Plans to use $4.6 million from the VW “dieselgate” settlement to install DC fast chargers along 6 major routes in New Hampshire are on hold because there were no suitable bids to the state’s request for proposals last winter. The RFP is being reworked but COVID-19 restrictions have gotten in the way and no new release date has been announced.
Details about the process, including comments from a bunch of folks, can be seen online at https://www.nh.gov/osi/energy/programs/vw-trust-funding.htm
“There were no qualifying bids for the RFP and it is being re-worked based on information gathered through a listening session and comments submitted following that session,” said Rebecca Ohler of the Air Resources Division of New Hampshire Department of Environmental Services.
Those suggestions ranged from the technical – such as requiring at least a 50 kW power rating and Open Charge Point Protocols for network communication – to questions about who should own the stations, to more general suggestions.

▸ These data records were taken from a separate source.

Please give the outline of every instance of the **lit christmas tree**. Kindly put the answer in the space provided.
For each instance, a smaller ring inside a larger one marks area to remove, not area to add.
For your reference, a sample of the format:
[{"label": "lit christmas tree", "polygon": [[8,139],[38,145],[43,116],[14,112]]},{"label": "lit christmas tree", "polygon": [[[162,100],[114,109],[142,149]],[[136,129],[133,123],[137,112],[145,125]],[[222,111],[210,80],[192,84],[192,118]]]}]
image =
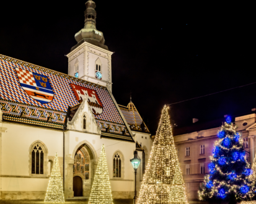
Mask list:
[{"label": "lit christmas tree", "polygon": [[97,166],[89,203],[90,204],[113,203],[104,145],[102,145]]},{"label": "lit christmas tree", "polygon": [[59,166],[58,154],[56,153],[53,167],[50,177],[45,202],[64,203],[63,186]]},{"label": "lit christmas tree", "polygon": [[138,203],[188,203],[166,106],[162,111]]},{"label": "lit christmas tree", "polygon": [[256,181],[256,156],[254,157],[254,163],[252,163],[252,174],[249,176],[249,179],[252,182]]},{"label": "lit christmas tree", "polygon": [[255,195],[255,182],[249,177],[252,173],[246,161],[243,141],[237,126],[227,117],[218,133],[213,156],[210,156],[210,175],[205,177],[200,200],[227,201],[236,203],[251,200]]}]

New Hampshire is a laggard in terms of public vehicle-charging stations compared to its neighbors.
The money for the charging stations comes from New Hampshire’s portion of a $15 billion settlement of a lawsuit by the U.S. government against Volkswagen for rigging its diesel vehicles’ computers to cheat emissions tests. The settlement is distributed to states based on the number of vehicles affected; New Hampshire is receiving $31 million.

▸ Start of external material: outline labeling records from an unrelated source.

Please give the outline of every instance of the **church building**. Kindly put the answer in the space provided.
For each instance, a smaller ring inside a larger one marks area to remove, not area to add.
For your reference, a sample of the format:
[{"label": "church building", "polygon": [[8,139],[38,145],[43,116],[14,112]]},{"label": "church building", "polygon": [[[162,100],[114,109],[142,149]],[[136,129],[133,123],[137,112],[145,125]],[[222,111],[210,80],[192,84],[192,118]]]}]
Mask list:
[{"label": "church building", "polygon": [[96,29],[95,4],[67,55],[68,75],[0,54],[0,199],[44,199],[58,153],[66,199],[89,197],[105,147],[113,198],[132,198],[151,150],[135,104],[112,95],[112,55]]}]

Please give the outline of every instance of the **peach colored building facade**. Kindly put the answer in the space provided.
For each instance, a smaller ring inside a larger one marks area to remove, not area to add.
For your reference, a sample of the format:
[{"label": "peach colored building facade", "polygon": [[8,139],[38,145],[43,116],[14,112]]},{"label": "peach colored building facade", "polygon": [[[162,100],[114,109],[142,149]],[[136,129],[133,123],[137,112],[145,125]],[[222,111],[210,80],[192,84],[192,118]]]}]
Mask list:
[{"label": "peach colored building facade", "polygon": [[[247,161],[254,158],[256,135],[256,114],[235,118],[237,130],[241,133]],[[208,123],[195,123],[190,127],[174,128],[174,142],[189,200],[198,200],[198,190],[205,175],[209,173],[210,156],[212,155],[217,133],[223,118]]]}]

As previously announced, $4.6 million of the state’s money will build charging infrastructure for electric vehicles; $15.5 million will go toward replacing diesel-powered vehicles owned by state and local governments, including school buses, with alternative-fuel vehicles; $6.2 million will be up for bids from public or private groups that have proposals for ways to spend it that will meet the program’s goals of reducing the state’s air pollution caused by vehicles; and $4.6 million has been earmarked for administrative costs.